Composition Artist Credit
Sonata for Violin and Piano No. 1 Mieczyslaw Weinberg, Composer
Michael Csányi-Wills, Piano
Mieczyslaw Weinberg, Composer
Yuri Kalnits, Violin
Sonata for Violin and Piano No. 4 Mieczyslaw Weinberg, Composer
Michael Csányi-Wills, Piano
Mieczyslaw Weinberg, Composer
Yuri Kalnits, Violin
Sonatina Mieczyslaw Weinberg, Composer
Michael Csányi-Wills, Piano
Mieczyslaw Weinberg, Composer
Yuri Kalnits, Violin
Sonata for Solo Violin No. 1 Mieczyslaw Weinberg, Composer
Mieczyslaw Weinberg, Composer
Yuri Kalnits, Violin
With cycles on CPO, Chandos, Neos and now Toccata Classics, Mieczysław Weinberg’s time has certainly come. It’s customary for reviewers of Weinberg’s music to issue reminders about his associations with Shostakovich – that their music shares a certain surface similarity, that a letter from Shostakovich was all that was required to rescue Weinberg from the KGB when he was imprisoned in 1953.
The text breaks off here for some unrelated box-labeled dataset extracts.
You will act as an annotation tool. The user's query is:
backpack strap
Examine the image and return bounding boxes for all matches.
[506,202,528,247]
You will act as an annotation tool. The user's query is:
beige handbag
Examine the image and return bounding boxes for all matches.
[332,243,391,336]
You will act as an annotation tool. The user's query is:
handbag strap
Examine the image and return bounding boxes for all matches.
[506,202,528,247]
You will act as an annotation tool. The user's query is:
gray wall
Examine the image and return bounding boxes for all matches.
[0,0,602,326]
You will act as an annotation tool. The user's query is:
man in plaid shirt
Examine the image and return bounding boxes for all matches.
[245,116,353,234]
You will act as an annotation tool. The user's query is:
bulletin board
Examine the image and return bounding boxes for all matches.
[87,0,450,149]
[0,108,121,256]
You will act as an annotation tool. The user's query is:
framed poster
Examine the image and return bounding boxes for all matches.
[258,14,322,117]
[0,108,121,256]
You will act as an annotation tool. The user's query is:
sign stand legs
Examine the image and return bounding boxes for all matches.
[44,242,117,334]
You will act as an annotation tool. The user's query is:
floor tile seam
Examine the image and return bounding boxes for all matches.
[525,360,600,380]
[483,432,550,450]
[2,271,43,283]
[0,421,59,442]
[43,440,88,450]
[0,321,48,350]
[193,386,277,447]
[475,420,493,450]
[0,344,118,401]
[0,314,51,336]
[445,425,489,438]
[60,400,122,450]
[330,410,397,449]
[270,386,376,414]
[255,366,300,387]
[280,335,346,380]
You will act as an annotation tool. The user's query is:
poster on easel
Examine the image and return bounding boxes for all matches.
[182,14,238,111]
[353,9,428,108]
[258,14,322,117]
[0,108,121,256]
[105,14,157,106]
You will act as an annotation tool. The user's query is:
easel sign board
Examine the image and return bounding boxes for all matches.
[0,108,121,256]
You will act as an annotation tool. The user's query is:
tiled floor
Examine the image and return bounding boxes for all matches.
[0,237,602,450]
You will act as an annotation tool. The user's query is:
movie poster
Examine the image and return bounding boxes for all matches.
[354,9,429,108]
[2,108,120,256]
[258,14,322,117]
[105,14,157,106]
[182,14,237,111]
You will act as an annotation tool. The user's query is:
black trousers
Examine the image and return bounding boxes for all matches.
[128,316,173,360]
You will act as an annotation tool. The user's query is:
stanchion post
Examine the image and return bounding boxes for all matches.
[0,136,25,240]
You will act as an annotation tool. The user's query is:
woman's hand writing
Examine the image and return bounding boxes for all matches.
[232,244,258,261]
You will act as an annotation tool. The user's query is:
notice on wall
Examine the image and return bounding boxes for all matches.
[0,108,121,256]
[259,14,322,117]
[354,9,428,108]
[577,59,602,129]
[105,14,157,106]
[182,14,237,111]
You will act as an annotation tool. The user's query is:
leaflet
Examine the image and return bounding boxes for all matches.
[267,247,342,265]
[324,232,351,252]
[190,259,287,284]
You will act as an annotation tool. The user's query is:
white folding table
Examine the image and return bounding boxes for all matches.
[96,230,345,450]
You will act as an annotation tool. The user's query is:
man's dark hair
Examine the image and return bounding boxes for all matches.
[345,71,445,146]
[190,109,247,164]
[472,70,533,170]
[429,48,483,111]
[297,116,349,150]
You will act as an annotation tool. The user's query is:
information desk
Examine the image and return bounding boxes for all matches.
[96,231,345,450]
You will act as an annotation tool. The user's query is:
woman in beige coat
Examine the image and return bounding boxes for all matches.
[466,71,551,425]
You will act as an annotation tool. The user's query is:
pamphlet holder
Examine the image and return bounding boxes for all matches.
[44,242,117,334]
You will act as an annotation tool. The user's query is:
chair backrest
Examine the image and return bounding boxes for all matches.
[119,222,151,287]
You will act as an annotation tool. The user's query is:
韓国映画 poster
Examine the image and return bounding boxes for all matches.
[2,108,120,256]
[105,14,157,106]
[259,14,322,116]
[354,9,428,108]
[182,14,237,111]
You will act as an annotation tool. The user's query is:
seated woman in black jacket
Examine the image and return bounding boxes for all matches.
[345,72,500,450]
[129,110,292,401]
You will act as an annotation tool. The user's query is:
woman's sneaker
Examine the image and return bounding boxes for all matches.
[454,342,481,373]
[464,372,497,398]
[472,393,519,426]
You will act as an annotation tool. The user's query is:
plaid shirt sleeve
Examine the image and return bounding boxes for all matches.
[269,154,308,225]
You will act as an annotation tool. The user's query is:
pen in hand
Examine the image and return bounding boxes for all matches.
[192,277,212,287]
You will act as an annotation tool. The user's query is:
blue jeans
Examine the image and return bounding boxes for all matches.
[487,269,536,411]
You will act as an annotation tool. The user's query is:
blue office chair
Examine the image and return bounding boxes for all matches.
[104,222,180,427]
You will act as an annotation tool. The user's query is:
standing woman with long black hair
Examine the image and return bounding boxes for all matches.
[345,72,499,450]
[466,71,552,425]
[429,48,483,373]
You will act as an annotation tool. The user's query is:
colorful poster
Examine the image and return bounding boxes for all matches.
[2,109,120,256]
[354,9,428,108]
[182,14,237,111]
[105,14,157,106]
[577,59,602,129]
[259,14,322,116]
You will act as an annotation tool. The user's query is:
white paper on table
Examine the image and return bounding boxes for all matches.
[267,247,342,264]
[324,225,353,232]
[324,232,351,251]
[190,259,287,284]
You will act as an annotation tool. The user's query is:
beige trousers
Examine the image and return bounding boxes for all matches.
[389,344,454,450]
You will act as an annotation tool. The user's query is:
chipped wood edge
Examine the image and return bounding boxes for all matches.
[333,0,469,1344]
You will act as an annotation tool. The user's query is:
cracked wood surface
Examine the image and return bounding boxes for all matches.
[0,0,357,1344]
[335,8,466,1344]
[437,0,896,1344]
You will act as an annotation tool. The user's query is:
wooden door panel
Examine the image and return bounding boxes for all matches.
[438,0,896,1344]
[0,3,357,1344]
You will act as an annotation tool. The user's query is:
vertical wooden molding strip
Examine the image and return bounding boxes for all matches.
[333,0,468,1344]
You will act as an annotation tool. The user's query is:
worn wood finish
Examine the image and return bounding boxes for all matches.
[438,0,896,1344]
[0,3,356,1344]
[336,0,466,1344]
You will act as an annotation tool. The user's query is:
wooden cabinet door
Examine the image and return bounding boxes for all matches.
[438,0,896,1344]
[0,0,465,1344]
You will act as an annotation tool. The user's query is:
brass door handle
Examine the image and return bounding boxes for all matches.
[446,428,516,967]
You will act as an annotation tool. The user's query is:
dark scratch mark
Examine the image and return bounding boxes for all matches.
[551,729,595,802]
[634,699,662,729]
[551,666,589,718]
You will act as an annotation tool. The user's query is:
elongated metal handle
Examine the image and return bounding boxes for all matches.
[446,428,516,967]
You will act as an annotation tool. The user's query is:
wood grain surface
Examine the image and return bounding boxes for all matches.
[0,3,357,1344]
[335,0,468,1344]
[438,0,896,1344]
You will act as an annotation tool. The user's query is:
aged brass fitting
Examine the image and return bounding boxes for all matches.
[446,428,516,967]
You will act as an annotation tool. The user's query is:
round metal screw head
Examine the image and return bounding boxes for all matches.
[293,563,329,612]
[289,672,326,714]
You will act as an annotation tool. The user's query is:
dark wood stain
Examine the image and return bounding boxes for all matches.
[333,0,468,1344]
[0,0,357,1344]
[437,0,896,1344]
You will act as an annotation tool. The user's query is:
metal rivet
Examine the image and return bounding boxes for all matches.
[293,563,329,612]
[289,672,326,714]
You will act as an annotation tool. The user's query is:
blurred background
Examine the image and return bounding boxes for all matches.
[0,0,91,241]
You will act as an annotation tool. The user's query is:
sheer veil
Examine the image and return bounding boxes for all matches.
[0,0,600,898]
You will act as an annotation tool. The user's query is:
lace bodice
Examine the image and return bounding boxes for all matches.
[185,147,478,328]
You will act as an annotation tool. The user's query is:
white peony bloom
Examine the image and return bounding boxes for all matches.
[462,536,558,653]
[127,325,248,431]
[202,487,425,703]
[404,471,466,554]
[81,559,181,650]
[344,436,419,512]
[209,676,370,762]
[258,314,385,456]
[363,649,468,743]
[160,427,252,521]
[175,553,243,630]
But if we’re going to throw Shostakovich-based comparisons around, Weinberg is but a pipsqueak of history compared to Galina Ustvolskaya, who managed to bypass the idiom of Shostakovich’s music and peer into the “thing” itself, which is why it’s better to judge Weinberg’s music on its own considerable strengths. As booklet-note writer and source of all Weinberg knowledge David Fanning implies, the First Violin Sonata (1943) plods over the long haul, but its deliberate melodic contours, subtle shades of Bach and bold chromatic hopscotch contain the kernel of his art.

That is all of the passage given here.